Silicon microfabricated accelerometers are being intensively developed because of the possibility of low cost batch fabrication. Such accelerometers include a seismic or proof mass which is anchored to a silicon substrate by a micromechanical suspension system. In one commercially available chip (ADXL50), the position of the proof mass is detected by a differential capacitance measurement. Using a force-balance configuration, the proof mass deflects in response to acceleration to which the chip is subjected, a sense signal arising from the differential capacitance measurement is amplified and fed back to electrostatically deflect the proof mass and counteract the effect of the acceleration. The output from the accelerometer is the required feedback voltage to counteract the effect of the acceleration.
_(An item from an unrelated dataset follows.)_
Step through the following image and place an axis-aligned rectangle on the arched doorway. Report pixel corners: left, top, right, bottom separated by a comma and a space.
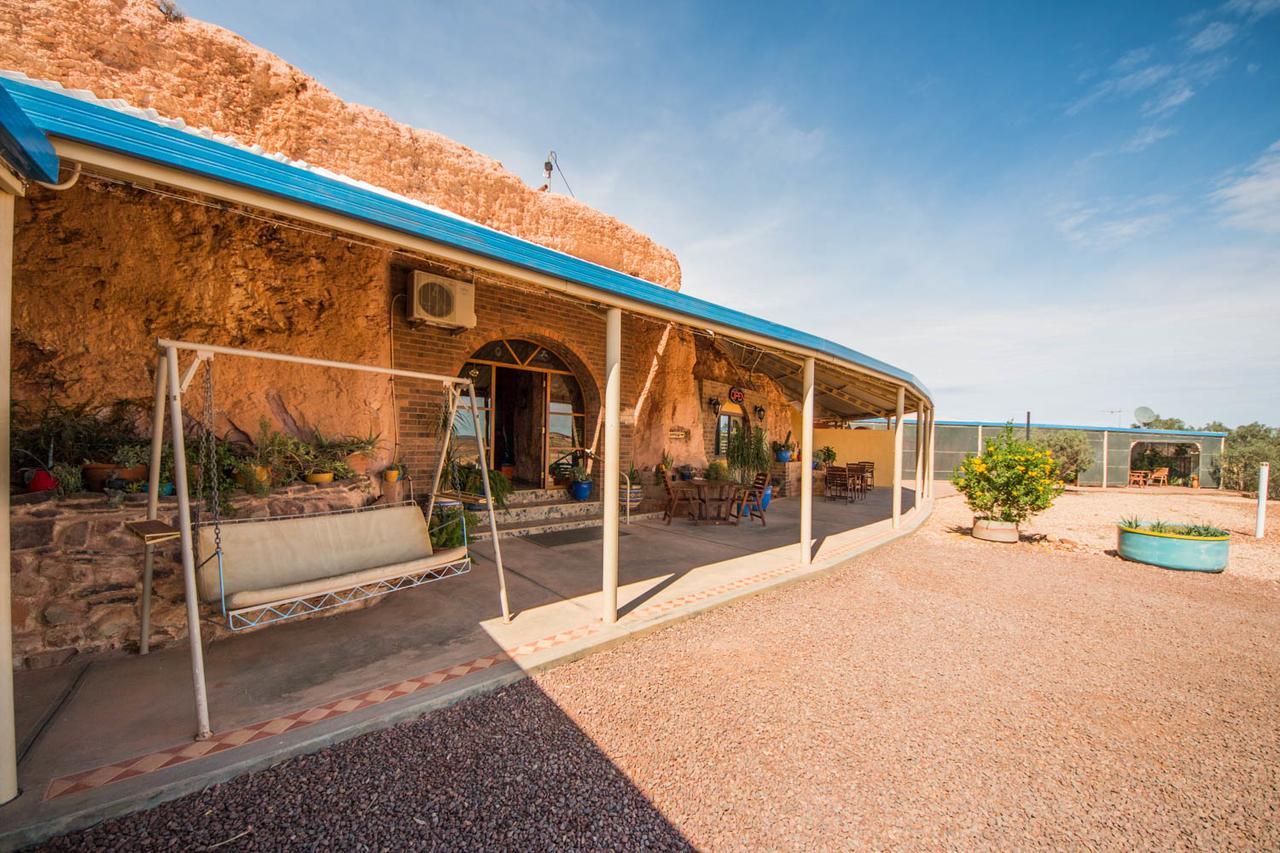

Tunnel based accelerometers have also been proposed, in which the sense signal is derived from a tunnel current between a sensing tip and a counter electrode. Such a tunnel based sensor has been proposed in a paper entitled "A miniature high sensitivity broad-band accelerometer based on electron tunnelling transducers", authored by Howard K. Rockstad et al and published at the 7th International Conference on Solid State Sensors and Actuators, pages 836 to 839. Such tunnel based accelerometers have a greater sensitivity than capacitive accelerometers, but they require more than one silicon wafer for their manufacture. In the arrangement described in the preceding article by Rockstad et al, three wafers are required to make the accelerometer. Each wafer includes components of the accelerometer which must be carefully aligned when the wafers are secured together. Manufacturing costs of such accelerometers are high because of the need to produce components within three wafers and then to carefully align the wafers during construction of the accelerometer.
It is an object of the present invention to provide an accelerometer which combines high sensitivity and low cost manufacture.